It's over. The weekend I spent months preparing for has come and gone. The Fitness South Beach Pageant has been held on Miami Beach during the Miami Fitness Festival every year for the past 4 years and this year the crown goes to... Allison Ethier! With over ten years of cheerleading in her background, she comes on stage with a polished, diverse routine that flows easily and a body that shows her hard work, discipline, and poise. After she placed 3rd at Nationals last year, it's easy to see why she takes the top spot.
I am ecstatic to hear that second place goes to my close friend and roommate in Miami, Tiffany Ripple-Pristelski! Not only is she an awesome, driven competitor, but a down-to-earth beauty to boot!
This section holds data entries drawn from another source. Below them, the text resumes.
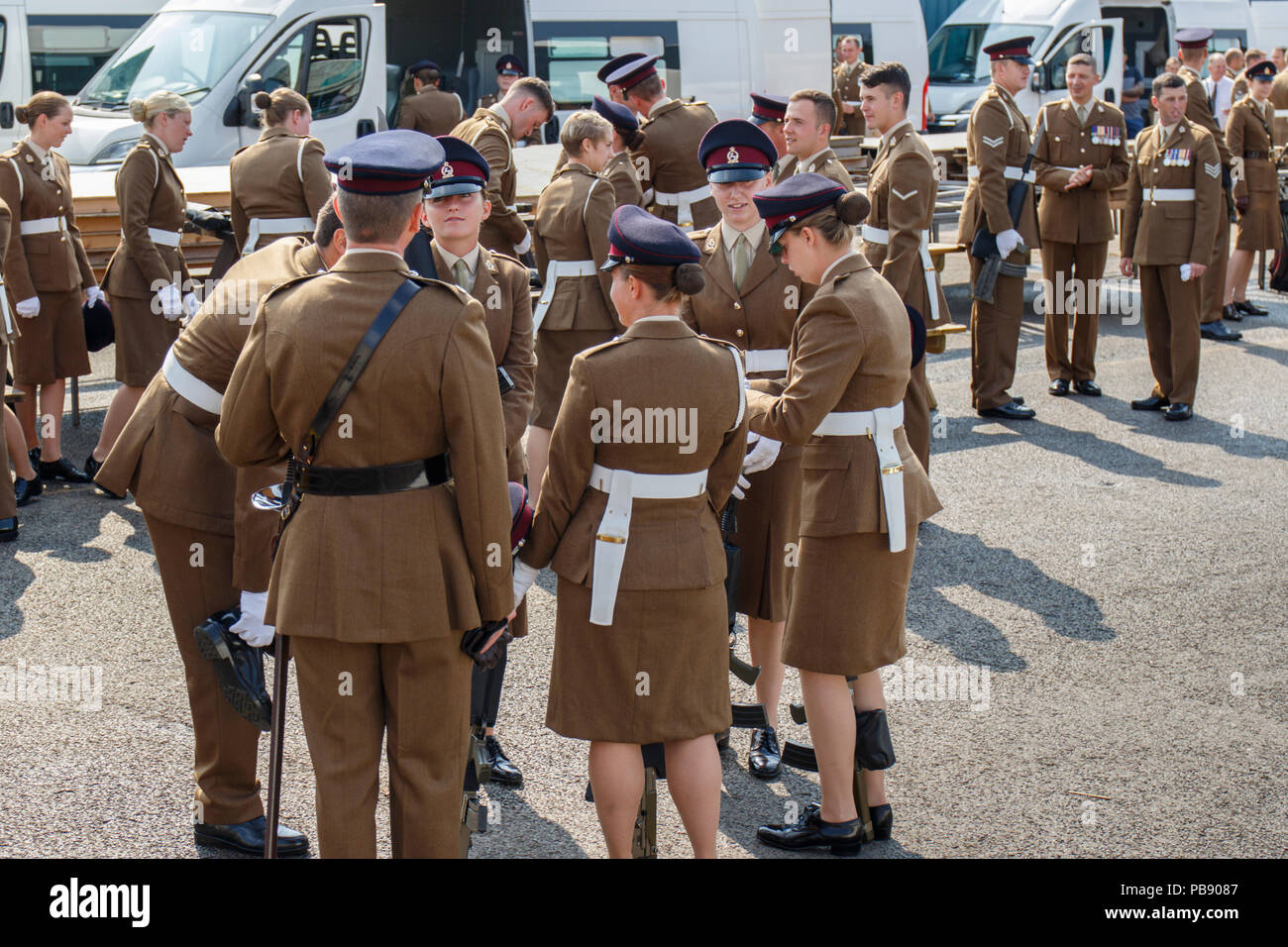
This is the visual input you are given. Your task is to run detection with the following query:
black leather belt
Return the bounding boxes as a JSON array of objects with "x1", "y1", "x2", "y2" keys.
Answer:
[{"x1": 299, "y1": 454, "x2": 452, "y2": 496}]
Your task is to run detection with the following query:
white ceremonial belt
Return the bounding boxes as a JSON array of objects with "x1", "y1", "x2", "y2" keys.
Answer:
[
  {"x1": 532, "y1": 261, "x2": 597, "y2": 333},
  {"x1": 161, "y1": 346, "x2": 224, "y2": 415},
  {"x1": 18, "y1": 217, "x2": 67, "y2": 237},
  {"x1": 653, "y1": 184, "x2": 711, "y2": 230},
  {"x1": 814, "y1": 401, "x2": 909, "y2": 553},
  {"x1": 966, "y1": 164, "x2": 1038, "y2": 184},
  {"x1": 590, "y1": 464, "x2": 707, "y2": 625},
  {"x1": 242, "y1": 217, "x2": 314, "y2": 257},
  {"x1": 742, "y1": 349, "x2": 787, "y2": 374}
]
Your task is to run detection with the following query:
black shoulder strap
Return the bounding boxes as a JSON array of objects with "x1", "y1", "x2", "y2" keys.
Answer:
[{"x1": 297, "y1": 279, "x2": 421, "y2": 467}]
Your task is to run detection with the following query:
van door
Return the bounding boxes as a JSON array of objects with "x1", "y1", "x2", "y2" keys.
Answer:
[{"x1": 237, "y1": 4, "x2": 385, "y2": 151}]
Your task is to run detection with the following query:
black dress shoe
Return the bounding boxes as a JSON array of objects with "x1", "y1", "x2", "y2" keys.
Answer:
[
  {"x1": 36, "y1": 458, "x2": 90, "y2": 483},
  {"x1": 979, "y1": 398, "x2": 1038, "y2": 421},
  {"x1": 1234, "y1": 299, "x2": 1270, "y2": 316},
  {"x1": 747, "y1": 727, "x2": 783, "y2": 780},
  {"x1": 1073, "y1": 378, "x2": 1104, "y2": 398},
  {"x1": 192, "y1": 815, "x2": 309, "y2": 856},
  {"x1": 13, "y1": 474, "x2": 46, "y2": 506},
  {"x1": 756, "y1": 802, "x2": 863, "y2": 856},
  {"x1": 1199, "y1": 320, "x2": 1243, "y2": 342},
  {"x1": 483, "y1": 737, "x2": 523, "y2": 786},
  {"x1": 1130, "y1": 394, "x2": 1172, "y2": 411}
]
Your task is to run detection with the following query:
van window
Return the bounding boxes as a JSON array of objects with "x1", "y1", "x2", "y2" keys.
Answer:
[
  {"x1": 532, "y1": 21, "x2": 682, "y2": 110},
  {"x1": 27, "y1": 14, "x2": 147, "y2": 95}
]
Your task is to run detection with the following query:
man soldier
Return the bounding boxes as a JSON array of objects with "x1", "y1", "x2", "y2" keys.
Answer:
[
  {"x1": 416, "y1": 136, "x2": 537, "y2": 786},
  {"x1": 1121, "y1": 74, "x2": 1225, "y2": 421},
  {"x1": 452, "y1": 76, "x2": 555, "y2": 257},
  {"x1": 398, "y1": 59, "x2": 465, "y2": 136},
  {"x1": 216, "y1": 129, "x2": 512, "y2": 858},
  {"x1": 1173, "y1": 27, "x2": 1243, "y2": 342},
  {"x1": 774, "y1": 89, "x2": 854, "y2": 191},
  {"x1": 862, "y1": 61, "x2": 952, "y2": 471},
  {"x1": 957, "y1": 36, "x2": 1040, "y2": 421},
  {"x1": 97, "y1": 201, "x2": 344, "y2": 854},
  {"x1": 482, "y1": 53, "x2": 549, "y2": 146},
  {"x1": 832, "y1": 36, "x2": 867, "y2": 136},
  {"x1": 1033, "y1": 53, "x2": 1130, "y2": 397},
  {"x1": 606, "y1": 55, "x2": 720, "y2": 231}
]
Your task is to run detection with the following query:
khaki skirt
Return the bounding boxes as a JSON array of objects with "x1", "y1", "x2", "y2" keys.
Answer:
[
  {"x1": 546, "y1": 578, "x2": 731, "y2": 743},
  {"x1": 783, "y1": 527, "x2": 917, "y2": 676},
  {"x1": 532, "y1": 329, "x2": 615, "y2": 430},
  {"x1": 108, "y1": 296, "x2": 179, "y2": 388},
  {"x1": 10, "y1": 290, "x2": 89, "y2": 385},
  {"x1": 1234, "y1": 191, "x2": 1284, "y2": 250}
]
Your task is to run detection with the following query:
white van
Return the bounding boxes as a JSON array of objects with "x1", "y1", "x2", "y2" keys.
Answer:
[{"x1": 928, "y1": 0, "x2": 1252, "y2": 132}]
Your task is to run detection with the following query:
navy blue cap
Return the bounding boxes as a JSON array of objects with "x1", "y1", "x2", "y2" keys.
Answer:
[
  {"x1": 591, "y1": 95, "x2": 640, "y2": 132},
  {"x1": 600, "y1": 204, "x2": 702, "y2": 269},
  {"x1": 747, "y1": 91, "x2": 789, "y2": 125},
  {"x1": 698, "y1": 119, "x2": 778, "y2": 184},
  {"x1": 429, "y1": 136, "x2": 490, "y2": 197},
  {"x1": 595, "y1": 53, "x2": 648, "y2": 85},
  {"x1": 751, "y1": 174, "x2": 849, "y2": 256},
  {"x1": 1172, "y1": 26, "x2": 1212, "y2": 49},
  {"x1": 322, "y1": 129, "x2": 443, "y2": 194}
]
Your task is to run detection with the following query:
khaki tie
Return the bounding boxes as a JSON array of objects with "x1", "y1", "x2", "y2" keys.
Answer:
[{"x1": 733, "y1": 233, "x2": 751, "y2": 291}]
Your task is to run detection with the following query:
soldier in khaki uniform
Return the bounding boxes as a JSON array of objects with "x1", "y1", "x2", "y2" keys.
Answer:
[
  {"x1": 215, "y1": 130, "x2": 511, "y2": 858},
  {"x1": 862, "y1": 63, "x2": 952, "y2": 472},
  {"x1": 398, "y1": 59, "x2": 471, "y2": 136},
  {"x1": 1121, "y1": 74, "x2": 1225, "y2": 421},
  {"x1": 832, "y1": 36, "x2": 868, "y2": 137},
  {"x1": 228, "y1": 87, "x2": 331, "y2": 257},
  {"x1": 957, "y1": 36, "x2": 1038, "y2": 421},
  {"x1": 608, "y1": 55, "x2": 720, "y2": 231},
  {"x1": 0, "y1": 91, "x2": 103, "y2": 492},
  {"x1": 1033, "y1": 53, "x2": 1130, "y2": 397},
  {"x1": 1173, "y1": 27, "x2": 1241, "y2": 342},
  {"x1": 514, "y1": 205, "x2": 747, "y2": 858},
  {"x1": 452, "y1": 76, "x2": 555, "y2": 257},
  {"x1": 98, "y1": 206, "x2": 344, "y2": 854},
  {"x1": 774, "y1": 89, "x2": 854, "y2": 191}
]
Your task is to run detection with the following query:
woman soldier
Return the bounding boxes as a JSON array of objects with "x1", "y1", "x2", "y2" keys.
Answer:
[
  {"x1": 228, "y1": 86, "x2": 331, "y2": 257},
  {"x1": 85, "y1": 89, "x2": 200, "y2": 489},
  {"x1": 1223, "y1": 59, "x2": 1283, "y2": 322},
  {"x1": 680, "y1": 119, "x2": 802, "y2": 780},
  {"x1": 747, "y1": 174, "x2": 940, "y2": 854},
  {"x1": 0, "y1": 91, "x2": 103, "y2": 492},
  {"x1": 514, "y1": 206, "x2": 747, "y2": 858},
  {"x1": 528, "y1": 111, "x2": 621, "y2": 504}
]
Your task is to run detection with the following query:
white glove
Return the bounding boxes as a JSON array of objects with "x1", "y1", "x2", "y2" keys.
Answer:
[
  {"x1": 733, "y1": 474, "x2": 751, "y2": 500},
  {"x1": 512, "y1": 559, "x2": 541, "y2": 608},
  {"x1": 997, "y1": 228, "x2": 1024, "y2": 261},
  {"x1": 228, "y1": 591, "x2": 273, "y2": 648},
  {"x1": 152, "y1": 283, "x2": 183, "y2": 322},
  {"x1": 742, "y1": 430, "x2": 783, "y2": 474}
]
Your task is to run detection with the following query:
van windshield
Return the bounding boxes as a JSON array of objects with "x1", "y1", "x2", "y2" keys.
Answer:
[
  {"x1": 926, "y1": 23, "x2": 1051, "y2": 82},
  {"x1": 80, "y1": 10, "x2": 271, "y2": 110}
]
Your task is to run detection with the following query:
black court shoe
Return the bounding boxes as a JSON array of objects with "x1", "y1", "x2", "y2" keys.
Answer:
[{"x1": 756, "y1": 802, "x2": 863, "y2": 856}]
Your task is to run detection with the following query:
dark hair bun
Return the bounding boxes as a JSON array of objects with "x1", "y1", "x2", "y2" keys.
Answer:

We fast became friends after she won the first regional I competed in last September. Then at Nationals she skyrocketed to the top of the food chain with an all out stacked soldier routine that was both tough and inspiring and landed her a sixth place spot out of 96 competitors in her first year of major competition! Third place went to the ever-popular Tina Rigdon (my idol)! Here's a woman who spent the five days previous to this competition competing in a separate Sport Aerobic Championship, placing third in her division nationally. Then she comes out and wins the audience, as always, with her energy packed routine and a beautifully patriotic swimsuit! Bathing suit beauty Keri Bourg placed fourth with her petit frame, beautiful smile, and a solid dance-driven routine. And fifth went to Angela Glenn, a local favorite, who placed 7th last year at Fitness South Beach and says she only competes for fun. She looked phenomenal in her swimsuit and showed off a funky hip-hop routine. There were 16 competitors entered in the competition and, of course, the rest of us were curious as to where we stood in the line-up. The difficult part about these things is waiting for results.
They say in bodybuilding and the fitness world that you should take the opportunity to talk to the judges and get some feedback. Judging in these arenas is almost entirely subjective and rarely ends in the panel agreeing on placings even at the top. So taking those extra moments to seek some advice and critique on what you can improve can help you reevaluate your presentation, showmanship, and physique, and maybe help you gain some critical insight into your goals. That being said, the biggest disappointment of this show was the inability to speak with the judges afterwards since they were gone before we stepped off the stage.
In my opinion, and I say this with all due respect to any judges out there, part of your job is to help competitors see things from your perspective and to give fair, honest opinions of what they can do to make things better. How can we improve the sport and ourselves if no one takes the time to provide feedback? Not having notes or comments just leaves us to our own opinions of ourselves and we all know what that perspective provides. Sure, we have our friends and family who ALL believe we were awesome and unbeatable! But does that really tell us how we can get to the next level?
Anyone entering into this sport should know that they are in for hard times at some point. Frustration, aggravation, and exhaustion all come to mind when I think of the moment that results are posted at any given competition. Not that I don't think the top competitors deserve their placings, because for the most part, they certainly do! But, there are other elements at work when the results come out and people are left in the dust wondering why. In many cases, competitors know what made them a little less comparable than the top finishers whether it was sticking to their diet, picking out a more flattering suit, stage anxiety, or cleaning up the routine. What about the competitor that does come out with a polished routine, energy-driven style, and graceful, outgoing poise on stage? Why do they sometimes get left behind anyway? Some would say it's politics - a little thing called the name game. The more exposure you get, the more you get noticed and the more the judges want to take note of you.
Judging these competitions has to be one of the hardest "volunteer" positions people can be asked to put themselves in. To possibly be the deciding factor in a competitor's length of stay in the fitness world is not a place I would readily take on. Unfortunately, some judges don't take the position seriously and just set out to throw some numbers on a page and collect the rewards of their presence at a show. Others actually take the time to jot down some helpful notes and thoughts on what they would like to see improved.
When you are competing at Nationals, there is not a lot the judges can say to over 100 different competitors. However, at smaller shows, judges should be able to take a moment to put themselves in our shoes or remember back to when they too were on stage. "What kind of information can we give these competitors that would help them on the right track?" Sometimes, just a thought or phrase can help us challenge ourselves to present a better, cleaner, more solid routine or portray that confident, poised grace on stage in those 4 inch heels! Not only do we work very hard to get into these competitions, but most of us foot the bill! Please extend us the courtesy of sticking around or leaving some comments that help us progress; that's all most of us really want - some kind of constructive feedback.
In all this, I'm not the drop-dead gorgeous blonde on stage with the God-given body or the competitive gymnast/cheerleader with the sharp eye-catching routine. I'm the one using all my talents and strengths in a struggle to get noticed and someday be ranked among the best. My well-lit smile, long beautifully curly hair and well-researched and put-together routine that shows promise and poise, still haven't been enough to get me into the top 50% yet, but I will get there! The hardest part is figuring out how?